Merge Intervals

Interview Prep

StandardIntervalsarrayssortingintervals

The problem

Given a collection of closed intervals, return the minimal set of intervals that covers exactly the same set of points (i.e., merge all overlapping ranges). Output order is by start position.

Pattern: sort then sweep

Sort by start. Then walk left to right, maintaining a single "open" interval at the end of the output. For each new interval: if its start is ≤ the open interval's end, they touch or overlap — extend the open interval's end. Otherwise close the open one and start a new one with the incoming interval.

Sorting is the only non-linear step. Once sorted, every interval is inspected exactly once. Total: O(n log n).

Solution

def merge(intervals: list[list[int]]) -> list[list[int]]:
    if not intervals: return []
    intervals.sort(key=lambda iv: iv[0])     # sort by start
    out = [intervals[0][:]]                  # copy to avoid mutating input
    for s, e in intervals[1:]:
        if s <= out[-1][1]:
            out[-1][1] = max(out[-1][1], e)  # overlap -> extend the open interval
        else:
            out.append([s, e])
    return out

Trace

intervals = [[1,3], [2,6], [8,10], [15,18]]
sort:        [[1,3], [2,6], [8,10], [15,18]]   (already sorted)

out = [[1,3]]
(s,e)=(2,6): 2 <= 3, extend out[-1][1] = max(3,6) = 6.   out=[[1,6]]
(s,e)=(8,10): 8 > 6, append.                              out=[[1,6],[8,10]]
(s,e)=(15,18): 15 > 10, append.                           out=[[1,6],[8,10],[15,18]]
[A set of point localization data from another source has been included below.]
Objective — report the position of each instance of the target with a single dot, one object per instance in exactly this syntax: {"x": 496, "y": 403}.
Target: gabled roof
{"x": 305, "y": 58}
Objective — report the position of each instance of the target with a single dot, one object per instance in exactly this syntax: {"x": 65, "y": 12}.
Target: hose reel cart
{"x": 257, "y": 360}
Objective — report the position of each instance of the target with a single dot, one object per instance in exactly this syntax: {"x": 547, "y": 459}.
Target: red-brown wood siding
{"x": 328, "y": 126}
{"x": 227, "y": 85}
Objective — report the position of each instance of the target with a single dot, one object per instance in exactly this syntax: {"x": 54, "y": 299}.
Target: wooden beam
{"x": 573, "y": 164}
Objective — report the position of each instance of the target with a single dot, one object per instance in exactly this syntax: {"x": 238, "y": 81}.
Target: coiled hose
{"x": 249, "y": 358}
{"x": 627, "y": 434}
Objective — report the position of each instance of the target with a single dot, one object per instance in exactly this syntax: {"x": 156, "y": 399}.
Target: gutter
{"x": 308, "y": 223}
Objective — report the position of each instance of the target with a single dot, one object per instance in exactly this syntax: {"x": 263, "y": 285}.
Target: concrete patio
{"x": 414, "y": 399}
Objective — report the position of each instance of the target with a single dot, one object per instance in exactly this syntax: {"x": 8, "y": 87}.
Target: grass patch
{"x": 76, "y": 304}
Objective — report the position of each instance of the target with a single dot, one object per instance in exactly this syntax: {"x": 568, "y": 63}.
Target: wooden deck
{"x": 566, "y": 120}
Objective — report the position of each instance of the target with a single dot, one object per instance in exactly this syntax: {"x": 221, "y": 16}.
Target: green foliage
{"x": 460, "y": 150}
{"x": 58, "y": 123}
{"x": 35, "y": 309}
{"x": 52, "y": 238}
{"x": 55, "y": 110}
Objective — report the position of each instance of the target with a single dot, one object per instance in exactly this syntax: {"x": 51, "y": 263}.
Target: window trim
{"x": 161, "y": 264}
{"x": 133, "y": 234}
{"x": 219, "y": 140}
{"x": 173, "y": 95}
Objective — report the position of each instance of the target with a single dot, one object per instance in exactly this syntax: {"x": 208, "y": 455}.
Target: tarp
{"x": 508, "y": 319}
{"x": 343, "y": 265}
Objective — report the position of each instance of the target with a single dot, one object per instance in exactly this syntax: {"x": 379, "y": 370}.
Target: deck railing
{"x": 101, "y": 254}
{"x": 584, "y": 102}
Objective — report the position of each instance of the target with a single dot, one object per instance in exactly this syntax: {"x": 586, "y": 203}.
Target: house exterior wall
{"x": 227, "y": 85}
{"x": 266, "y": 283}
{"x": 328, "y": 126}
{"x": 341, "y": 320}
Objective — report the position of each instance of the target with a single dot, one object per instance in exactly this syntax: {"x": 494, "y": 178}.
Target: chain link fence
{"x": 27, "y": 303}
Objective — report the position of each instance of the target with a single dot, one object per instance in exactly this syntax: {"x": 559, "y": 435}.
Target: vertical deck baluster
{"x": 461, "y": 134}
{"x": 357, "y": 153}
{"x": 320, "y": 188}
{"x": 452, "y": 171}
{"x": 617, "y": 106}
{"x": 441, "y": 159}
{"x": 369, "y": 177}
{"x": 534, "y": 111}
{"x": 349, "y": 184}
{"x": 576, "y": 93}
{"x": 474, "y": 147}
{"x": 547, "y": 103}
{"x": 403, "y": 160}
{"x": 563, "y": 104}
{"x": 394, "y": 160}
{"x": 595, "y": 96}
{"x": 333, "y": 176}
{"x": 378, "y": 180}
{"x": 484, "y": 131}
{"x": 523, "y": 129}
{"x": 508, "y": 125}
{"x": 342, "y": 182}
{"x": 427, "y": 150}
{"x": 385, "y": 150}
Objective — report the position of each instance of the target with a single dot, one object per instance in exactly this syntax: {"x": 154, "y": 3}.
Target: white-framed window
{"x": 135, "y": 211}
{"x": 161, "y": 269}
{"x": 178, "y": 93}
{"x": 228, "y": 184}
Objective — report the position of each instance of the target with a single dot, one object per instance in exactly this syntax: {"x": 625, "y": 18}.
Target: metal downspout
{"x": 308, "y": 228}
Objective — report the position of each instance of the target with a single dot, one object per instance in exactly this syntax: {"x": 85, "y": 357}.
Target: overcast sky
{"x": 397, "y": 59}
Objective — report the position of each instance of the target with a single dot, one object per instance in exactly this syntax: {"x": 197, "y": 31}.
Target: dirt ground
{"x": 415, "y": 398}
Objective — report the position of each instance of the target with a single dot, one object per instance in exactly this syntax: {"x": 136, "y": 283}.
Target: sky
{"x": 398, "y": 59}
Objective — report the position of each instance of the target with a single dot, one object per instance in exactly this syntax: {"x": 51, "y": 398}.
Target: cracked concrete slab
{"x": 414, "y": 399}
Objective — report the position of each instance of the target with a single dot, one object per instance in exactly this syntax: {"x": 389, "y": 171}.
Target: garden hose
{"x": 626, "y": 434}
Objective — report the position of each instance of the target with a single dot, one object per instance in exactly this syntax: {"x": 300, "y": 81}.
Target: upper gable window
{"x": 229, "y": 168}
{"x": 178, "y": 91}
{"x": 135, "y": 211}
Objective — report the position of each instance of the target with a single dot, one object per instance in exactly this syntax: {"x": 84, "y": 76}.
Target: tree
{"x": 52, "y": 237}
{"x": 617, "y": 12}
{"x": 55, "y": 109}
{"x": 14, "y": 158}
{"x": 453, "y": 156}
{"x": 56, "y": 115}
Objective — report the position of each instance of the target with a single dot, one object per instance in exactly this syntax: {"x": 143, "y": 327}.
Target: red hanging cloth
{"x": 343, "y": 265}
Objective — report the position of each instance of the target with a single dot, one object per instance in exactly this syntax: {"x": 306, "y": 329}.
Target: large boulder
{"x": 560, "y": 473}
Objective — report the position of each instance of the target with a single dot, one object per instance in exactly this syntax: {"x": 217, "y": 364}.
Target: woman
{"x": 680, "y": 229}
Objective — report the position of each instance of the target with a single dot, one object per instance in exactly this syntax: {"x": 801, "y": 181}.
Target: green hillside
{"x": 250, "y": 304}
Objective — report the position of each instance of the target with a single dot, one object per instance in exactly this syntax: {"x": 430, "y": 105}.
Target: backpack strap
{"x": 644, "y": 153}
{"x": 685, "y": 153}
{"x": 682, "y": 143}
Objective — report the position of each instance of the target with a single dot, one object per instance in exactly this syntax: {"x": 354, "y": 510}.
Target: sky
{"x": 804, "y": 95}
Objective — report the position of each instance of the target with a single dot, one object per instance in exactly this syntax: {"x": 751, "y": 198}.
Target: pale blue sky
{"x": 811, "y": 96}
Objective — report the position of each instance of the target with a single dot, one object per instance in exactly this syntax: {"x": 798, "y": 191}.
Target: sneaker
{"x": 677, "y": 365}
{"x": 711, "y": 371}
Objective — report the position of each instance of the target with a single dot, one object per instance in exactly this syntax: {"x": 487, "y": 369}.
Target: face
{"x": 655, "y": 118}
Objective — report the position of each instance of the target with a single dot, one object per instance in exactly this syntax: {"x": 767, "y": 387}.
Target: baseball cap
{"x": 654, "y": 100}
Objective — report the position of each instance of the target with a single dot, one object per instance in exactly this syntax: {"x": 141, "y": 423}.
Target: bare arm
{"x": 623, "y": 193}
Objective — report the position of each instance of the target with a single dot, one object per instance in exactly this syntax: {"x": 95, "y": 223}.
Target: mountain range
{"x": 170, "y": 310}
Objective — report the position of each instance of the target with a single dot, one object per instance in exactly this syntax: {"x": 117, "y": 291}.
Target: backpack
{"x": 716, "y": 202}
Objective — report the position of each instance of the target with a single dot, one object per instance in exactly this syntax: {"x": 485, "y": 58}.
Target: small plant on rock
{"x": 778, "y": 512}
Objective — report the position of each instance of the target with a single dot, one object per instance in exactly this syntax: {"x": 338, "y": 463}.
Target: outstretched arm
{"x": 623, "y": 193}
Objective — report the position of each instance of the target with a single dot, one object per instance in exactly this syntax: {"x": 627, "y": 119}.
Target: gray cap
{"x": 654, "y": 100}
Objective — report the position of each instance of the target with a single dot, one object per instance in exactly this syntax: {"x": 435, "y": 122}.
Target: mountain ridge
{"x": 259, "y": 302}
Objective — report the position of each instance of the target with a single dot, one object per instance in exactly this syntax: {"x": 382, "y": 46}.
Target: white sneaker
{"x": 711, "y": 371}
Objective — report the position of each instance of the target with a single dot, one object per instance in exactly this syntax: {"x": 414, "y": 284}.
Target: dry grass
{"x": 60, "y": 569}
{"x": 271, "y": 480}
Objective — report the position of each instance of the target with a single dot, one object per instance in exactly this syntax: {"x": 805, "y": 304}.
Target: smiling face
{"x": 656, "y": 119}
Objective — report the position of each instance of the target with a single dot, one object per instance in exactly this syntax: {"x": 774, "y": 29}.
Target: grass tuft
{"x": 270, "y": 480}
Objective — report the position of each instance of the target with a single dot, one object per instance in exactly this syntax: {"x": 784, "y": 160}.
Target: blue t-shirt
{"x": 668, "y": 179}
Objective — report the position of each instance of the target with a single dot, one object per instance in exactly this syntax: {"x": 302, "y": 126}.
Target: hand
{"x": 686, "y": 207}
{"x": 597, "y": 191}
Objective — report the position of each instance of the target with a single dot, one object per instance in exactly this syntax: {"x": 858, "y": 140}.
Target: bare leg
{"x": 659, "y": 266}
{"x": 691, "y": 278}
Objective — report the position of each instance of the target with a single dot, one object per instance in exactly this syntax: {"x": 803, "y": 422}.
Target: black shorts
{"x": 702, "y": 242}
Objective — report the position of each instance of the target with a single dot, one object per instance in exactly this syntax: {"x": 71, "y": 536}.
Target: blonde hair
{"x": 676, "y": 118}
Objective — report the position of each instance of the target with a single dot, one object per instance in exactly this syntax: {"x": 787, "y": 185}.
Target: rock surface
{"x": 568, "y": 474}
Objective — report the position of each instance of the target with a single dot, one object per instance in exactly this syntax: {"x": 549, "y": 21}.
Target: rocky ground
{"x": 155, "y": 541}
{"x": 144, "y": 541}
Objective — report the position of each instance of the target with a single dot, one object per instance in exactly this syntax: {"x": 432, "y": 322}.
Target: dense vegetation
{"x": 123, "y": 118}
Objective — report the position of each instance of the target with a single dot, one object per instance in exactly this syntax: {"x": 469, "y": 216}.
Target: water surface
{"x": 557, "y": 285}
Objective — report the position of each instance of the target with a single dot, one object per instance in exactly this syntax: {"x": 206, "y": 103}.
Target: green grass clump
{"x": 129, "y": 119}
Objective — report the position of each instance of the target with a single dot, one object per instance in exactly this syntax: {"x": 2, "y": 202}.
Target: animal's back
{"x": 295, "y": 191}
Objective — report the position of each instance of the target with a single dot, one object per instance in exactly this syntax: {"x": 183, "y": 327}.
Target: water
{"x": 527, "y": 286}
return [[1,6], [8,10], [15,18]]

Companion problem: Insert Interval

Given an already-sorted, non-overlapping list and a single new interval, insert it and merge as needed in O(n) — no sort required. The classic three-phase sweep: before, during, after.

def insert(intervals: list[list[int]], new: list[int]) -> list[list[int]]:
    """Assume intervals is already sorted and non-overlapping."""
    out, ns, ne = [], new[0], new[1]
    i, n = 0, len(intervals)

    # 1) intervals entirely before new -> emit as-is
    while i < n and intervals[i][1] < ns:
        out.append(intervals[i]); i += 1

    # 2) overlapping with new -> absorb
    while i < n and intervals[i][0] <= ne:
        ns = min(ns, intervals[i][0])
        ne = max(ne, intervals[i][1])
        i += 1
    out.append([ns, ne])

    # 3) intervals entirely after new -> emit as-is
    while i < n:
        out.append(intervals[i]); i += 1
    return out

Complexity

Merge Intervals: O(n log n) sort + O(n) sweep.
Insert Interval (sorted input): O(n).
Space: O(n) output, O(1) extra.

Variations worth knowing

Meeting Rooms: decide if any intervals overlap. Sort by start; check each pair of adjacent intervals.
Meeting Rooms II (min rooms needed): sweep-line with two sorted arrays (or a heap of end-times). The answer is the maximum overlap depth — count starts ahead of ends as you walk.
Non-overlapping Intervals (delete the fewest to make disjoint): greedy by earliest end, not start. Counter-intuitive but provably optimal.
Interval intersection (two sorted lists): walk both lists with two pointers; emit the intersection of the current pair if non-empty; advance whichever ends first.
Calendar / range marking with O(log n) updates: segment tree with lazy propagation. Heavyweight; only needed for online streams of intervals.